Innovative solutions must be evidence-based: firmly grounded in analysis and comparative data.
One of the best examples from the first wave of the pandemic is how India used real-time health technology evaluations to inform and adapt its Covid testing regime.
The assessments showed that a proposed $7, locally developed paper-based test with a mobile lab facility was as effective as the “gold standard” test that was being used and that required expensive imports, equipment, and fixed facilities.
The alternative testing regime was rolled out in cities in the state of Maharashtra and during the massive Kumbh Mela festival and helped save more than $10 million a day.
On the basis of this evidence, and in the face of the current, devastating Covid wave in India, the test was recommended to Delhi authorities as a potential tool to support rapid mobile testing in public places, with the national government now weighing how to accelerate its use.

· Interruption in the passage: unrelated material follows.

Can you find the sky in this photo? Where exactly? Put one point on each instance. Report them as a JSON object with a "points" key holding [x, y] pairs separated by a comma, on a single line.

Data and modeling have been essential around the world for tracking and anticipating the pandemic and determining appropriate policy responses.
Here too, innovations have helped people in low-resource settings meet specific contextual challenges.
For example, in Rwanda, the limited availability of diagnostic test kits led to development of a data-driven “pool testing” method that reduces the number of tests required for an accurate infection count.
Our closing message is simple: As the international community faces the historic challenge of vaccinating the world, more attention and resources must be directed to innovators working to address the needs of people at the bottom of the pyramid — to their ideas, their capabilities, and their dreams.
At best, and as we have argued in this piece, those innovators present technically novel, contextually relevant, and socially inclusive alternatives to mainstream innovation-management practices.
Covid-19 has shown to disastrous effect that pathogens transcend national boundaries with ease. It is in our collective interest that innovators similarly work without borders.